FAIRBANKS - Karen Dullen will soon embark on a journey that will take her back to a pivotal point in the history of both her own family and many other Alaska Natives.
Dullen, an Inupiat Eskimo and seventh-grade teacher at Ryan Middle School, will spend next school year on sabbatical studying the contact between Natives along the Koyukuk River and missionaries from the Episcopal Church.
The impetus for this project came when Dullen, 44, participated in an elder's academy in Arctic Village last summer. There, she and other educators spent 10 days at a camp with elders learning traditional ways.
"Once I was there I just kept thinking about my mom and my grandma and all their people," she said. "And I am really interested in it because I was so separated from it. It just made me think of the people who went before us."
Dullen said she's particularly interested in how the church and the missions went into different areas and what kind of influence they had.

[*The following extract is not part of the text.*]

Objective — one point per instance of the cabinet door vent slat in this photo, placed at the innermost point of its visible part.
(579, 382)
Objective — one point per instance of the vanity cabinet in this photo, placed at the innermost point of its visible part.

Her journey is one with ties to Dullen's experiences growing up in Fairbanks.
Dullen was born in Fairbanks, the third of six children of Karl and Bonnie Thumma, and the first one to be born in a hospital. She was the only girl.
"I was tough," she said. "My girls, they are nothing like me in the sense that I was so righteous and I was so vigilant about certain things and I was willing to be physical for a cause."
When Dullen was nine, her mother died of an autoimmune disease. Prior to that, the family would often charter an airplane and fly to Bonnie's home village of Alatna.
"We were able to go out there and be with my grandma and just be there and be part of the community," Dullen said. "That is what has sustained me to this point were the trips I was able to make with my family prior to her death. She knew she was dying so they were preparing us without really saying anything."
Still, her death was tough on the family, and left her father a widower and single parent of six.
Dullen, who has lived her entire life in Fairbanks, attending schools in the city.
People in Fairbanks schools in the 1960s had many preconceived notions about Native people, she said, and the curriculum at school did nothing to teach students about Native people or their history.
"The well-meaning teachers I remember would show these videos of Eskimos eating walrus or seal with the blood running down their face and people would just be looking at you like 'that's you,'" Dullen said. "The only thing that I had at school that connected me ... was that humiliation."
In the fifth grade, she said she was put into a class with most of the rest of the minority students at Denali. This class was experimental, she said, and was supposed to be a "bilingual classroom."
"They were teaching us Spanish," Dullen said. "We were Alaska Native majority and they were teaching us Spanish and we were cooking tortillas and I remembered that all my life."
Dullen said she resented being in the class, both because it wasn't relevant and because it wasn't challenging.
Her future was clinched when her first daughter was born.
"She changed my life," Dullen said. "I remember holding her one day and all the sudden I was washed with this feeling that, you know, they are not going to do to you what they did to me. That is how I ended up in education."